2181: error 18 test 4 header read shows a seek error
iopb: cyl=0 head=0 sector=0 (TRACK 0)
00 00 82 12 00 00 00 00 00 00 00 12 10 00 c5 62 00 40 00 00 00 00 c5 3a
2181: error 18 test 4 header read shows a seek error
The 1 new bad tracks are:...
bad: track 1591; cyl=159 head=1
... mapped to track 8229; cyl=822 head=9
There were 1 new bad tracks
Number of usable tracks is 8228 (822 cyls).

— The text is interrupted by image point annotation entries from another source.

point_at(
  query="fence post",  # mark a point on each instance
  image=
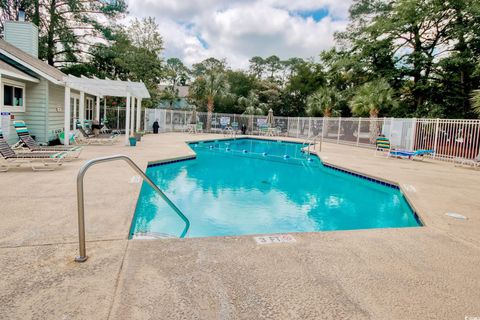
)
(338, 132)
(358, 130)
(436, 137)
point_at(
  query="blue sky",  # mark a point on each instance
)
(239, 29)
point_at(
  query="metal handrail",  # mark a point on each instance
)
(313, 140)
(80, 199)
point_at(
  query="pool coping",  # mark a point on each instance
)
(379, 180)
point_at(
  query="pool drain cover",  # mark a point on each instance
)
(275, 238)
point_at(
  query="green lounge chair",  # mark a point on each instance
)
(475, 163)
(33, 146)
(382, 144)
(417, 154)
(9, 158)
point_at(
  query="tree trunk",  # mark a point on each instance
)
(51, 33)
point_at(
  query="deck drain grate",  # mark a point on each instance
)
(457, 216)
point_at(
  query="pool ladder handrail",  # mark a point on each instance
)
(309, 141)
(81, 205)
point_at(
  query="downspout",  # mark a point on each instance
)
(47, 112)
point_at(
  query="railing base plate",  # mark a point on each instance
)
(81, 259)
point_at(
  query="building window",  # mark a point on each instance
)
(13, 97)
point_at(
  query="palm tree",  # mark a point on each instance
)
(209, 86)
(324, 102)
(476, 101)
(251, 106)
(370, 99)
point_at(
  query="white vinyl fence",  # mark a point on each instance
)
(450, 138)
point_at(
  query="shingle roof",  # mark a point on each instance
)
(30, 61)
(8, 68)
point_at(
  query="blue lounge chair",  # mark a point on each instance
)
(382, 145)
(32, 145)
(417, 154)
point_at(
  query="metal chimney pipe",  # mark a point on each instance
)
(21, 15)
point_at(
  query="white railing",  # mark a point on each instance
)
(450, 138)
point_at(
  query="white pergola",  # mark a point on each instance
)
(101, 88)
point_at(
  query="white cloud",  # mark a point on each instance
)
(237, 30)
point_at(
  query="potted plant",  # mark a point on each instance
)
(133, 141)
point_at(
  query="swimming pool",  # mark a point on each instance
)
(252, 186)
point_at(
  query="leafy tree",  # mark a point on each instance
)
(176, 72)
(257, 66)
(67, 28)
(144, 34)
(210, 83)
(273, 65)
(476, 101)
(251, 105)
(372, 98)
(324, 102)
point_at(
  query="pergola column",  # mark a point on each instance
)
(74, 113)
(139, 113)
(127, 119)
(66, 130)
(81, 115)
(97, 111)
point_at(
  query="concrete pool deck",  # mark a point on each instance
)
(411, 273)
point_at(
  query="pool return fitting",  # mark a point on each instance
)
(81, 203)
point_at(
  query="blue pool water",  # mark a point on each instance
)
(249, 186)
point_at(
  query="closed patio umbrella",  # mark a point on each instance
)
(270, 120)
(193, 116)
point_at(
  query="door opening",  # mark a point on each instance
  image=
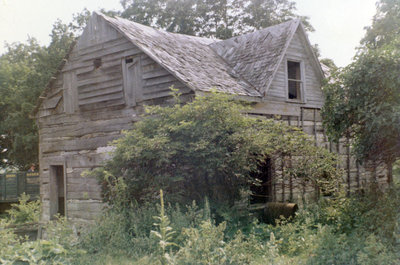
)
(262, 189)
(57, 191)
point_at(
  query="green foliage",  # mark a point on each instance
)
(24, 211)
(385, 24)
(221, 19)
(207, 148)
(164, 234)
(25, 69)
(355, 230)
(364, 102)
(363, 99)
(58, 248)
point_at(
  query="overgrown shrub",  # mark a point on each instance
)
(208, 147)
(24, 211)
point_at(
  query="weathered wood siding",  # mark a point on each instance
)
(312, 84)
(355, 177)
(87, 108)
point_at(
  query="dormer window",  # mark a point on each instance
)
(295, 81)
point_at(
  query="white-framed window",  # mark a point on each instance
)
(295, 80)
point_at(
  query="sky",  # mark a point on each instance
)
(339, 24)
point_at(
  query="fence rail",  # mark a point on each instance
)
(12, 185)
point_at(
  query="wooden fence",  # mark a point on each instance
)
(12, 185)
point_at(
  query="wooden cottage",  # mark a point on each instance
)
(118, 66)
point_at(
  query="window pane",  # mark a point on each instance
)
(294, 70)
(294, 89)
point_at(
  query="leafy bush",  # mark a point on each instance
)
(207, 148)
(24, 211)
(58, 248)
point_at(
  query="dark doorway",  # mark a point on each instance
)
(262, 189)
(57, 191)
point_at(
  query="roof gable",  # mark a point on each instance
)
(188, 58)
(256, 56)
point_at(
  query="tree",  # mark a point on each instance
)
(25, 69)
(208, 147)
(220, 19)
(364, 103)
(385, 25)
(363, 99)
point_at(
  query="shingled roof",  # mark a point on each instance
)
(188, 58)
(256, 56)
(243, 65)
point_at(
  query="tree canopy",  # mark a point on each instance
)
(385, 24)
(363, 99)
(220, 19)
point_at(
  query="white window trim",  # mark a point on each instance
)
(302, 98)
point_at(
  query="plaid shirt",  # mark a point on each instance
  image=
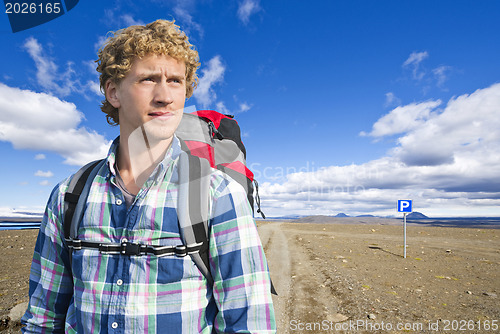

(creating block-10 mini-label)
Disk is micro-169
2181: test 5 read random sectors in range passed
2181: status read 500 random sectors
2181: test 6 write random sectors in range passed
2181: status write to 500 random sectors
2181: test 8 muliple sector test passed
2181: test 9 iopb linking test passed
2181: test 10 bus-width test passed
2181: test 0 test reset 0 errors
2181: test 1 test restore 0 errors
2181: test 2 test interrupt 0 errors
2181: test 4 track verify 2 errors
2181: test 5 read random sectors in range 0 errors
2181: test 6 write random sectors in range 0 errors
2181: test 8 muliple sector test 0 errors
2181: test 9 iopb linking test 0 errors
2181: test 10 bus-width test 0 errors
>>
And some video of the drive doing its thing during the verification pass:
As the log indicates, one bad track was found. This is normal — there is no such thing as a perfect drive (modern drives, both spinning rust and SSD have embedded controllers that automatically remap bad sectors from a set of spares, providing the illusion of a flawless disk). Drives in the era of this Fujitsu actually came with a long list of defects (the “defect map”) from the factory. A longer verification phase would likely have revealed more bad spots on the disk.